Hora das organizações saírem do armário!

De Maurício Sodré, para Tendências - Especial Diversidade

Pela primeira vez na minha vida, e sem medo nenhum, hoje digo que sou um homem gay no meu trabalho, na minha casa e com meus amigos. Só hoje posso dizer que me permito ser plenamente eu em todos os ambientes, mas nem sempre foi assim.

Para uma pessoa LGBTQIA+, a conquista por um trabalho digno começa antes do primeiro dia de trabalho. É ouvir da sua figura paterna na infância que "prefere um filho ladrão a um filho gay", quando você nem sabe o quão "perigoso" é brincar com bonecas em vez de carros, ou quando voltando da balada na rua, escuta de homens mal encarados que "essas bichas têm que apanhar mesmo", e sua única opção é correr para se proteger de apanhar ou morrer.

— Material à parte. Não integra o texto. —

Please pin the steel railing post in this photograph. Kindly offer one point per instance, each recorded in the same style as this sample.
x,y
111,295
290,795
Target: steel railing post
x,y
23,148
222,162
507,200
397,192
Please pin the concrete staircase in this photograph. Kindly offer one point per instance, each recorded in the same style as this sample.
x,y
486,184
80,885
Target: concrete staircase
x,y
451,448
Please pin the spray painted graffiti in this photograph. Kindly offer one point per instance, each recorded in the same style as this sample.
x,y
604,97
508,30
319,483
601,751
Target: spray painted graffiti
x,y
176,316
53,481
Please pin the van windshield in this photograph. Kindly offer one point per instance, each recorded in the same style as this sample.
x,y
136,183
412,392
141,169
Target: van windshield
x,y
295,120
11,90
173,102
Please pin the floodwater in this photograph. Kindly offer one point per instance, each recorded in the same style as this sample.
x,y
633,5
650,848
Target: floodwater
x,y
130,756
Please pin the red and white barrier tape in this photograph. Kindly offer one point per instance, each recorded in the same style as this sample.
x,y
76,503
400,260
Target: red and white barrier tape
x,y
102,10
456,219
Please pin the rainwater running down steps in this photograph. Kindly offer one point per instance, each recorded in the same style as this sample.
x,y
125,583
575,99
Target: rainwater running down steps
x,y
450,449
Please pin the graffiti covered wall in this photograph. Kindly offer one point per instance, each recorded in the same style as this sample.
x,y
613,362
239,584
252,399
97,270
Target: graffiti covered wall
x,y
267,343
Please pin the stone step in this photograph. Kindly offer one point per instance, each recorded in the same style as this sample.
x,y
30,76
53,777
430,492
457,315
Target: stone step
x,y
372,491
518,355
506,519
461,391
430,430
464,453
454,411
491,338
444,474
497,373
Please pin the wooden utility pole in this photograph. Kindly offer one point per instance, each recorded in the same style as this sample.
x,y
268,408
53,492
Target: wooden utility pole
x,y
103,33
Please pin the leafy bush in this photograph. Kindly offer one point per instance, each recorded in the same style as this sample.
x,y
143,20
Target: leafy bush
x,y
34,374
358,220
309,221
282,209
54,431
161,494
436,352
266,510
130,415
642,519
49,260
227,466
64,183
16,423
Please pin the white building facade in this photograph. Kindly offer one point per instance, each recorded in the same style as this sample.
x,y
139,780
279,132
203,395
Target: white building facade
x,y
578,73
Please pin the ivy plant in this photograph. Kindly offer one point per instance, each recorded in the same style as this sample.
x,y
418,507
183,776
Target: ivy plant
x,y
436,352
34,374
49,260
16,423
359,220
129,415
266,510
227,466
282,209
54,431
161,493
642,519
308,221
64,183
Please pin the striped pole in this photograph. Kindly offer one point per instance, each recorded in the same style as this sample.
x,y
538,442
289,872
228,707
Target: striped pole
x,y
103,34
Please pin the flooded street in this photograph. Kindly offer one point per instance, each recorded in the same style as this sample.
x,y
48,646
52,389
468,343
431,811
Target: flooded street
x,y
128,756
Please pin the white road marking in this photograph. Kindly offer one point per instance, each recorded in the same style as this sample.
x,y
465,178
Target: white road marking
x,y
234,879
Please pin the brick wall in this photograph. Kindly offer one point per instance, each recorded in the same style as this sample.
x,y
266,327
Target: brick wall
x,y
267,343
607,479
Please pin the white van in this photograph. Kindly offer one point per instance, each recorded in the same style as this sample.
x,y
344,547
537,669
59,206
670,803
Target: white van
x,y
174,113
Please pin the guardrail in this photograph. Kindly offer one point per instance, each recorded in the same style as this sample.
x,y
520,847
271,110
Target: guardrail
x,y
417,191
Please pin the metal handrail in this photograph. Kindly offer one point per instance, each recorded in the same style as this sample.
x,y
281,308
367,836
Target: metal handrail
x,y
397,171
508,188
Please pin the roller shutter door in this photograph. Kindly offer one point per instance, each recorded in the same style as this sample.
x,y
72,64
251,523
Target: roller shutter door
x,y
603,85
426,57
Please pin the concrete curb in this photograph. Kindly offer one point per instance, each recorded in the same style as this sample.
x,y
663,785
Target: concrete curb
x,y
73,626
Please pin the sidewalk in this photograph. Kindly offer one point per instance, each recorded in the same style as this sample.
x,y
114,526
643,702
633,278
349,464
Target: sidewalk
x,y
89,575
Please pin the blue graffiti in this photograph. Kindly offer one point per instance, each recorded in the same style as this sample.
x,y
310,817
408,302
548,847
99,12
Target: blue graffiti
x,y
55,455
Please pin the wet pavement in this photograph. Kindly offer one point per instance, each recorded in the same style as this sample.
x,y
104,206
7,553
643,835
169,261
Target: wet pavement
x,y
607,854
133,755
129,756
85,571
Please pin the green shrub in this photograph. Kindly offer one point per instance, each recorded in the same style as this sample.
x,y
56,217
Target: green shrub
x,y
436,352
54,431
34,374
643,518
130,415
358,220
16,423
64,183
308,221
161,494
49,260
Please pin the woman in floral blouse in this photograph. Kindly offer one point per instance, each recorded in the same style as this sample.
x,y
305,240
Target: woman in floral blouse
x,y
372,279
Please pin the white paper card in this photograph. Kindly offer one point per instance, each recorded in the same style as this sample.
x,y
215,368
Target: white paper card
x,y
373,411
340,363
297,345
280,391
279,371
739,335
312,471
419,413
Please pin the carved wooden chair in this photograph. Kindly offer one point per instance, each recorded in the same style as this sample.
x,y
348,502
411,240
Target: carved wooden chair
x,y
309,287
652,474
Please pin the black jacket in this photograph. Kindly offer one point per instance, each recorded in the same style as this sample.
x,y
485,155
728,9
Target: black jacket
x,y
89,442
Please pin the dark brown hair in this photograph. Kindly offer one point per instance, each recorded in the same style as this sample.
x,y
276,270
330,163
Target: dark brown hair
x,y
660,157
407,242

Digo que superei todos esses obstáculos, mas não me orgulho disso. Na realidade, me entristeço que tenhamos que passar por essas barreiras para alcançar o  reconhecimento ou sucesso. E, mesmo depois disso tudo, conseguir uma vaga não é sinônimo de prosperidade. 

Em uma oportunidade que tive, uma pessoa que ocupava a cadeira de vice-presidente na época me cumprimentou com um forte aperto de mão e, logo após, disse: "Tem que apertar mais forte, rapaz", em  tom de desdém. Era algo que dizia, nas entrelinhas, que não era bem-vindo naquele lugar. Esse gesto foi o que me mobilizou a trazer a pauta sobre diversidade dentro dessa mesma organização e impactar mais de 500 pessoas com uma única ação no Dia Internacional Contra a Homofobia.

Uma ação pontual pode até iniciar discussões, mas não muda realidades! Empresas podem vender-se como inclusivas, mas se a diversidade está somente nas posições iniciais e não também presentes nos cargos de tomada de decisão, essa mesma empresa faz apenas o mínimo para alcançar a fachada de "empresa amiga da diversidade" e se acha no direito de levantar uma bandeira de inclusão (o que podemos considerar como tokenismo). 

Durante os últimos anos, pude me conectar com pessoas que viveram o que passei e têm o mesmo desejo que eu: "hackear" culturas organizacionais para que pessoas LGBTQIA+ não sejam só um número para estar nos relatórios de diversidade, mas que sejam indivíduos reconhecidos por serem profissionais incríveis no que fazem e sejam pagos da forma que merecem.

Mas nem tudo é ruim na minha jornada! Em minha última experiência organizacional, lembro do CEO notar como estava vestido numa festa de fim de ano (eu estava beeeem gay - aqui, uso como sinônimo de incrivelmente lindo) e comentar: "Se alguém um dia ousar fazer piada sobre sua sexualidade, me avisa que chamo os diretores para cair na porrada com essa pessoa". Desconsiderando o álcool envolvido e fazendo a análise do discurso, sabia que ele queria dizer que eu estava num ambiente seguro. Aos poucos, vamos evoluindo!

Não posso (e nem quero) que este relato se baste por si só, uma vez que represento apenas um recorte das várias letras dessa sigla. Quero que esse discurso de (r)existência se una a outras intersecções de orgulho, em que pessoas plurais, que buscam um espaço no mercado de trabalho, possam entregar seus talentos por meio dos seus trabalhos e, também, possam viver em harmonia com as pessoas com quem se conectam. Até porque, como diria RuPaul: "Se você não consegue amar a si mesmo, como diabos vai amar outra pessoa?"